Hepatic gene expression
Total liver RNA was extracted using the SV total RNA Isolation System (Promega), and expression of genes involved in hepatic cholesterol homeostasis (HMG-CoA reductase, cholesterol 7-hydroxylase, ACAT2) and biliary cholesterol, phospholipid, and bile acid secretion (ABCG5/G8, ABCB4, and ABCB11, respectively) were determined by real-time RT-PCR as described previously (21). The level of expression for each gene in mice injected with Ad-CEH was normalized to the corresponding levels in mice injected with Ad-β-Gal.

Measurement of the flux of FC from macrophages to bile and feces in vivo
J774 cell culture, [³H]cholesterol labeling, and cholesterol loading J774 cells were grown in suspension in RPMI 1640 supplemented with 10% FBS and were radiolabeled with [³H]cholesterol and cholesterol enriched with AcLDL as described by Zhang et al. (22).
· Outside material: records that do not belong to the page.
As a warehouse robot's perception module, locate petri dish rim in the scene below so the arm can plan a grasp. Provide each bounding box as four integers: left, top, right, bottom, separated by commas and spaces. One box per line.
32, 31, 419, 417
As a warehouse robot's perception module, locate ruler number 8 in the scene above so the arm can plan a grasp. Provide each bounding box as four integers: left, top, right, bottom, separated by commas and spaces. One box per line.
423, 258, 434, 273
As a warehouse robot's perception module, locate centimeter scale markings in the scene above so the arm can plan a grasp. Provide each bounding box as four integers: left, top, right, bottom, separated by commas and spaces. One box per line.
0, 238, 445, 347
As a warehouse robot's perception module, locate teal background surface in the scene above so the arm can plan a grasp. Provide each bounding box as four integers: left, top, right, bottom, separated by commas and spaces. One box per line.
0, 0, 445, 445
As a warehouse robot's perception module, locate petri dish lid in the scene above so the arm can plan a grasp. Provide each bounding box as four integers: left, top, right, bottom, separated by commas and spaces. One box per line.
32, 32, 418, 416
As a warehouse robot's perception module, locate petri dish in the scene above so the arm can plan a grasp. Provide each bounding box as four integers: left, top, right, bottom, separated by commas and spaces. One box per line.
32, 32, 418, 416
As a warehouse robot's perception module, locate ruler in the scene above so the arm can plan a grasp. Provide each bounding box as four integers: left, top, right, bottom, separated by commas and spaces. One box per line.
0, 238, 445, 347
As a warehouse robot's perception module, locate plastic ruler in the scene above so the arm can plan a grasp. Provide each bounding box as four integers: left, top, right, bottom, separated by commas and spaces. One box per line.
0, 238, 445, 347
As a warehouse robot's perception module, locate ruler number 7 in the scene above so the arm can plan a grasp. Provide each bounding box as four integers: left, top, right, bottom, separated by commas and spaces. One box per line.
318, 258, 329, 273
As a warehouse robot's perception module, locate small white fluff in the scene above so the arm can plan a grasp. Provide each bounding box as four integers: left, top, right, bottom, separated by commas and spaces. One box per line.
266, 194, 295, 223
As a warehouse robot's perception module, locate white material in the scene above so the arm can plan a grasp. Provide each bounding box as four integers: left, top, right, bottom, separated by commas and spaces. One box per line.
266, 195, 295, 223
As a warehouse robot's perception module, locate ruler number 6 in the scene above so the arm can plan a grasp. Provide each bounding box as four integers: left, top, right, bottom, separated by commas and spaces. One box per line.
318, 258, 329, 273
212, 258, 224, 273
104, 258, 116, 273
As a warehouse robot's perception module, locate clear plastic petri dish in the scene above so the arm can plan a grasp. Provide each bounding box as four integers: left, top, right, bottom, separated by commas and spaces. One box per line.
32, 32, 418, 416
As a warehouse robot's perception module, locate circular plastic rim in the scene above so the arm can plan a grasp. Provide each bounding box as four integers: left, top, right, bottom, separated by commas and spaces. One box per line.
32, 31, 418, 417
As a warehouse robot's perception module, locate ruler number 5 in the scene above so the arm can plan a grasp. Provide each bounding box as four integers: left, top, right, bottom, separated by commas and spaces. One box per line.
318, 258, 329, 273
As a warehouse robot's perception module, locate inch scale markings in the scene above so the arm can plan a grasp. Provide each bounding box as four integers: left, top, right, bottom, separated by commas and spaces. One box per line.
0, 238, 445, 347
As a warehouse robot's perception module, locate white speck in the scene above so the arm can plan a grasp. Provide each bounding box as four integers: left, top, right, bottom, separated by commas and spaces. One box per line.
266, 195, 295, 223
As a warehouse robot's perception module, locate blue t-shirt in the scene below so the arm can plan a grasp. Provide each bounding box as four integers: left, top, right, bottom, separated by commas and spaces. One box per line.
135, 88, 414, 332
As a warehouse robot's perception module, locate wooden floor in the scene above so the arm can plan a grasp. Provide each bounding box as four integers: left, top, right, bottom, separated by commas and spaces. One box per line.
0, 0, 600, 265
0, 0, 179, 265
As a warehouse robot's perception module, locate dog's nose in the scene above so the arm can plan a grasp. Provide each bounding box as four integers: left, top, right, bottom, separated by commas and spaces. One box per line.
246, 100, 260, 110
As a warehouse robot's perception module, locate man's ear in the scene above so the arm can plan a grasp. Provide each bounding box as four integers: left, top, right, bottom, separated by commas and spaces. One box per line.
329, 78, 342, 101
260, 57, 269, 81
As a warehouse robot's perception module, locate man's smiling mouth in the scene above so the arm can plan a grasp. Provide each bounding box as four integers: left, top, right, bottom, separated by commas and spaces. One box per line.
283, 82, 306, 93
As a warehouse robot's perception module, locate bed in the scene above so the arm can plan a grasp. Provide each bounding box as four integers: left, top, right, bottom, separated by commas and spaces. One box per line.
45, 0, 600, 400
In vivo studies Three days after adenoviral injection, mice were injected intraperitoneally with cholesterol-loaded and [³H]cholesterol-labeled J774 foam cells and transferred to metabolic cages. Feces were collected from 0 to 48 h and stored at –20°C prior to lipid extraction. At 48 h, mice were euthanized and gallbladder bile was collected. SR-BI knockout mice and wild type littermates, generated by crossbreeding of SR-BI heterozygotes (Jackson Laboratory), were used for the experiments. The number of mice per group varied from four to seven, based on the genotypes obtained in any particular litter.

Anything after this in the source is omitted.